Pexels n'a pris conscience de ce problème que récemment. Petite start-up basée à Berlin, le site s'est rapidement développé au cours des quatre dernières années, en mettant l'accent sur l'exposition et le soutien aux photographes participants. Jusqu'à présent, Pexels adoptait une approche minimale de la sélection.

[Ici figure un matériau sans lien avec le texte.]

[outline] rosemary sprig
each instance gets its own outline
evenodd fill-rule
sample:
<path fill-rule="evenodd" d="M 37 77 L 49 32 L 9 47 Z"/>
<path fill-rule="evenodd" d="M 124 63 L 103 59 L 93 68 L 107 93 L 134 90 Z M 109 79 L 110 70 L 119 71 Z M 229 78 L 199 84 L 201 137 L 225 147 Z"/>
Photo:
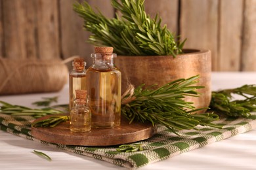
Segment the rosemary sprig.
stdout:
<path fill-rule="evenodd" d="M 121 112 L 130 123 L 137 120 L 150 122 L 153 126 L 160 124 L 174 133 L 177 130 L 194 129 L 197 125 L 221 128 L 211 123 L 219 120 L 218 115 L 213 113 L 192 114 L 205 108 L 195 109 L 192 103 L 184 100 L 186 95 L 198 96 L 195 90 L 203 87 L 192 86 L 198 82 L 198 78 L 199 76 L 195 76 L 179 79 L 156 90 L 144 90 L 143 86 L 140 86 L 135 90 L 132 95 L 134 99 L 122 105 Z M 131 97 L 131 95 L 125 97 Z"/>
<path fill-rule="evenodd" d="M 3 101 L 0 101 L 0 103 L 2 104 L 0 107 L 0 112 L 12 116 L 31 116 L 35 118 L 37 118 L 47 115 L 63 113 L 62 110 L 54 109 L 51 107 L 39 109 L 11 105 Z"/>
<path fill-rule="evenodd" d="M 113 46 L 120 55 L 173 55 L 182 52 L 184 41 L 176 42 L 174 34 L 161 26 L 158 15 L 153 19 L 145 12 L 144 0 L 112 0 L 121 16 L 106 18 L 96 13 L 87 2 L 74 5 L 74 10 L 84 20 L 84 27 L 92 33 L 89 42 Z"/>
<path fill-rule="evenodd" d="M 49 118 L 43 119 L 37 122 L 33 122 L 32 126 L 33 127 L 51 127 L 53 128 L 60 124 L 61 122 L 67 122 L 70 120 L 68 116 L 53 116 Z"/>
<path fill-rule="evenodd" d="M 32 103 L 32 105 L 35 105 L 36 106 L 49 107 L 52 103 L 57 103 L 58 97 L 58 96 L 55 96 L 53 97 L 42 97 L 42 101 L 35 101 Z"/>
<path fill-rule="evenodd" d="M 243 99 L 234 100 L 234 95 Z M 236 88 L 213 92 L 209 107 L 229 116 L 248 117 L 250 112 L 256 110 L 256 85 L 245 84 Z"/>
<path fill-rule="evenodd" d="M 45 158 L 48 161 L 52 160 L 52 159 L 51 158 L 50 156 L 49 156 L 48 155 L 45 154 L 45 153 L 43 153 L 42 152 L 39 152 L 39 151 L 34 150 L 33 152 L 31 152 L 37 155 L 38 156 L 39 156 L 41 158 Z"/>
<path fill-rule="evenodd" d="M 131 152 L 143 150 L 142 144 L 122 144 L 119 146 L 117 151 L 123 152 Z"/>

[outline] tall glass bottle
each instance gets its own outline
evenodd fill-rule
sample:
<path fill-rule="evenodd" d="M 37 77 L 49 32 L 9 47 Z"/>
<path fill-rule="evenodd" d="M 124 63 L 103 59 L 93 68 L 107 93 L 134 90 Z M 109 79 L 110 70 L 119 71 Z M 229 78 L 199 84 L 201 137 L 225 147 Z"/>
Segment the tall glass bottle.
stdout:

Une équipe de modérateurs vérifiait les images soumises, approuvait les meilleures sur la base de leurs qualités esthétiques et techniques, les étiquetait en fonction de leur contenu et le moteur de recherche de Pexels s'en chargeait.
Monica Silvestre a récemment rejoint Pexels en tant que responsable de la communauté, et elle a été le fer de lance de ce mouvement en faveur d'une plus grande représentation. Après qu'un utilisateur se soit plaint du manque de femmes dans une recherche d'images "professionnelles" sur Pexels, Monica Silvestre a examiné en profondeur certains des résultats de recherche les plus populaires du site. Elle n'a pas été impressionnée par le manque de représentation, non seulement des femmes sur le lieu de travail, mais aussi des personnes de couleur. "Ces observations nous ont amenés à vouloir améliorer la situation et, si l'on peut dire, à nous dénoncer nous-mêmes", explique-t-elle à Format Magazine. Pour dire : "Nous ne faisions pas un très bon travail, mais nous voulons faire un bon travail".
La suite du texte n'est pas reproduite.